# Algae ID - This does not look like your typical algae



## victork (Jan 19, 2010)

Anyone know what the algae in the pic is? It is growing on the glass and on the plants.






































Brushes off very easily very mushy. It basically breaks into small bits after touching it. It also pearls which is what is making me think that its algae. I've also brushed it off all my plants but it keeps coming back.

As you can see from the pictures its much thicker than the strands of bladder wort which is thicker than hair algae. The strands are about 2-3 millimeters wide. It also grows quite long (10cm?) and drapes over the plants kinda like cobwebs.
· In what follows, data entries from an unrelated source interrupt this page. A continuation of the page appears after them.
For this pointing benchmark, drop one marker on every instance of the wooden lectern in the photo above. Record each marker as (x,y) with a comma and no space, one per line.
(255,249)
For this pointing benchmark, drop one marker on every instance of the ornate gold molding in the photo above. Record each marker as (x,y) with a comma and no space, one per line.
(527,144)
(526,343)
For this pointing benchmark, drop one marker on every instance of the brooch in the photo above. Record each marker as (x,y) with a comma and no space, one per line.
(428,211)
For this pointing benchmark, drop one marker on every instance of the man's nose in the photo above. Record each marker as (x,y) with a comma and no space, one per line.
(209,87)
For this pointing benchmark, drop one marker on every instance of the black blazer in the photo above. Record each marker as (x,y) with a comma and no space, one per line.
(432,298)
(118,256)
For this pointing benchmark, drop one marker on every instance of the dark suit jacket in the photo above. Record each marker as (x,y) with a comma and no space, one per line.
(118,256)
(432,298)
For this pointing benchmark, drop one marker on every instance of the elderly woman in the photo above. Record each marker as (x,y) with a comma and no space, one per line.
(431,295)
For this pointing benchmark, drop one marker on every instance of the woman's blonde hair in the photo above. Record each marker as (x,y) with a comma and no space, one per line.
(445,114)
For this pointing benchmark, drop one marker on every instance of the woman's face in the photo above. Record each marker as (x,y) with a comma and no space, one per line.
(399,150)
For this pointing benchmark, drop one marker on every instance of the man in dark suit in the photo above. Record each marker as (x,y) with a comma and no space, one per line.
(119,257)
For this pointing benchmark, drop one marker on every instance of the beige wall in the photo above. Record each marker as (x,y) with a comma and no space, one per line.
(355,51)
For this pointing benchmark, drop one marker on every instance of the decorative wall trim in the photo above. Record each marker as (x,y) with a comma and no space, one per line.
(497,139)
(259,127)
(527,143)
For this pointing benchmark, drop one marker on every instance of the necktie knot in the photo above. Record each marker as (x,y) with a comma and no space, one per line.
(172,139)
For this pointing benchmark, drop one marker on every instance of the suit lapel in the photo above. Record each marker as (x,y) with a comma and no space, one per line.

I've googled around and cant find any details on it. I know for sure its not hair/thread/Spirogyra algae and not staghorn. I've dealt with those plenty of times in the past successfully. It also does not seem to respond to excel.

Tank Specs:
- Co2 injection maintained at roughly 30ppm
- 9 hours of 150W 8000K lighting over 90L tank
- A few guppys 
- Dosing pmdd + Fe
- Up-aqua soil 
- Eheim 2075 filter

Thanks!


----------



## doubleott05 (Jul 20, 2005)

dude you need to vaccume. thats detritus from maybe stirring up your substrate or moving plants---possible casualty fish. 
Treatment- do a couple of water changes while brushing off your plants and suck that stuff directly off the plants too. 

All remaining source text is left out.